FluSurvey is a participatory surveillance system used to monitor trends in influenza and other respiratory viruses through weekly symptom surveys among the UK population. We aimed to characterise the wider impact of "influenza-like illnesses" (ILI) among FluSurvey participants and assess correlations of ILI with other established influenza surveillance systems. We included data reported by FluSurvey participants over the 2023-24 and 2024-25 winter seasons. Using weekly symptoms surveys, we derived ILI episodes and estimated the proportion reporting healthcare service use, medication use, impact on daily life, absenteeism and use of tests. We applied existing methodologies (omitting first report and weighting to the age-sex structure of England) and assessed cross-correlations of weekly FluSurvey ILI rates with the national surveillance of GP ILI consultations, influenza hospital admissions, and influenza PCR test positivity at time lags of up to +/- 2 weeks.
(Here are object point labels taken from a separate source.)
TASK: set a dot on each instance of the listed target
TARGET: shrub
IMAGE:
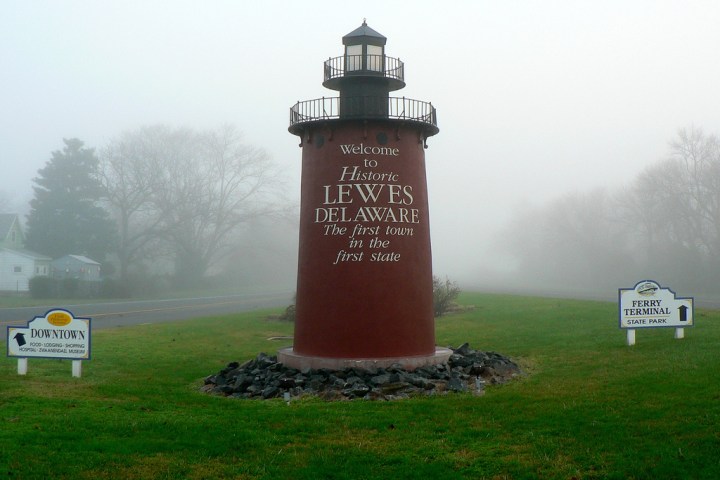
(444, 294)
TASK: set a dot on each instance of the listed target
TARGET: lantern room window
(353, 60)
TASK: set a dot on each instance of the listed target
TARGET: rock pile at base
(265, 378)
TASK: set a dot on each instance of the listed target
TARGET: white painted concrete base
(289, 358)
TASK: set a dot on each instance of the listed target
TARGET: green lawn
(589, 407)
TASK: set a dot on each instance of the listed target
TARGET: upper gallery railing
(364, 64)
(331, 108)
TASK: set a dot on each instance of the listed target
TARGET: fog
(535, 100)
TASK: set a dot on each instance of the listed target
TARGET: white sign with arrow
(57, 334)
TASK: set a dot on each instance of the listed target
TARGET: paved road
(116, 314)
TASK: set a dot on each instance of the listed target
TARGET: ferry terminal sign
(647, 305)
(57, 334)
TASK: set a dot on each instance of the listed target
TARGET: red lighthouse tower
(364, 292)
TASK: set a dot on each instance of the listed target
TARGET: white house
(17, 265)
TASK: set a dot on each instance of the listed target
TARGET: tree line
(154, 195)
(664, 225)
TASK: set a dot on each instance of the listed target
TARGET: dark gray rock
(467, 370)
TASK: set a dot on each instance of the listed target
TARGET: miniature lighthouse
(364, 291)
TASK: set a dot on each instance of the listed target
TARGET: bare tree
(188, 190)
(127, 173)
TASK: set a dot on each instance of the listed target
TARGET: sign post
(647, 305)
(57, 334)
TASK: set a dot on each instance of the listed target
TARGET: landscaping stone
(264, 377)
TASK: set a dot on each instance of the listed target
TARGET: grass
(590, 406)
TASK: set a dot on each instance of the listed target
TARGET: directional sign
(647, 305)
(57, 334)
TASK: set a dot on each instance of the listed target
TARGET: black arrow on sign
(20, 338)
(683, 313)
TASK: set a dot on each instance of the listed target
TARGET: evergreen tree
(66, 216)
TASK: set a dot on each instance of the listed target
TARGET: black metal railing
(331, 108)
(364, 64)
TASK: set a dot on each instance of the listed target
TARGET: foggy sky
(534, 99)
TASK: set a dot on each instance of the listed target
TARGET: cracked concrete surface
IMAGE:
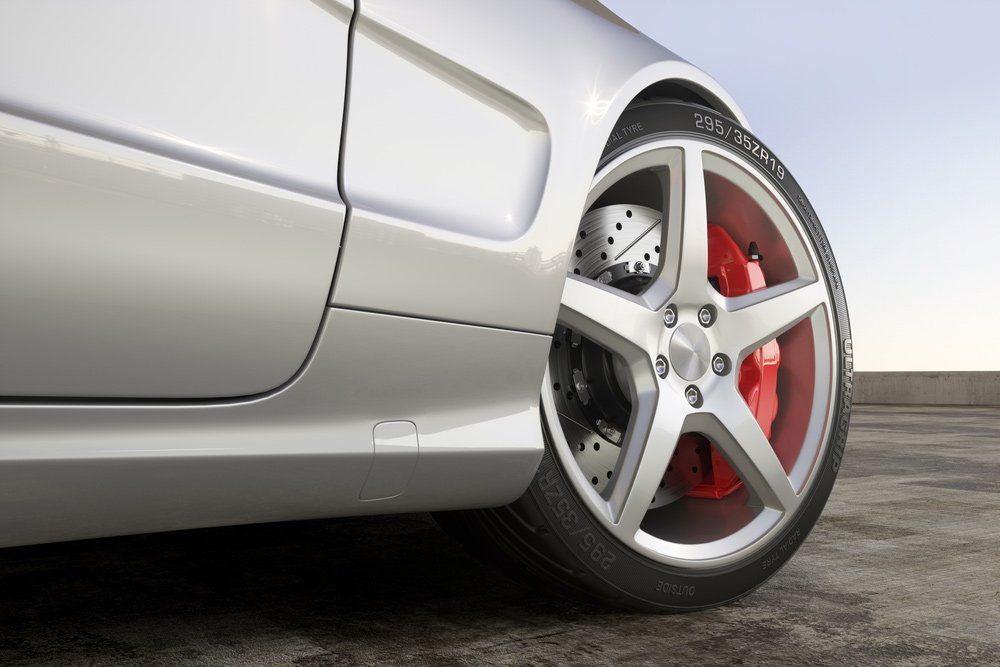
(903, 568)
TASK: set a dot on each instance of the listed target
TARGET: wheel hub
(690, 352)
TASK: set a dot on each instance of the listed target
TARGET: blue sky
(888, 114)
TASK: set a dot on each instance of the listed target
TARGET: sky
(888, 115)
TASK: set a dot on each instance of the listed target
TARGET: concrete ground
(903, 567)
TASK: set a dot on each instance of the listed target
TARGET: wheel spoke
(614, 319)
(733, 428)
(685, 237)
(653, 431)
(758, 317)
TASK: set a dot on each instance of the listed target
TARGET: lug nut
(706, 316)
(720, 364)
(693, 396)
(670, 316)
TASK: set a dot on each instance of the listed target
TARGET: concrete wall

There were 3057 participants over two winter seasons (N2023-24=2540, 63% female, mean age 60 years; N2024-25=2273, 64% female, mean age 61 years). Of 1868 ILI episodes, only a minority contacted healthcare services (14%, most frequently visiting the GP). A large proportion of episodes reported medication use (89%), impact on daily life (75%) and missing school or work (47%). Notable differences in testing behaviour were apparent by season, with fewer reporting use of tests in 2024-25. FluSurvey ILI rates were strongly correlated with other influenza surveillance, predominantly leading GP ILI consultations (max r=0.73), coinciding with influenza hospital admissions (max r=0.88) and lagging influenza test positivity (max r=0.88). The majority of ILI reported to FluSurvey do not contact healthcare due to symptoms but experienced wider impacts on daily life. FluSurvey ILI corresponds well with other national influenza surveillance and provides broader context on community illness, supplementing the monitoring of influenza activity for public health response.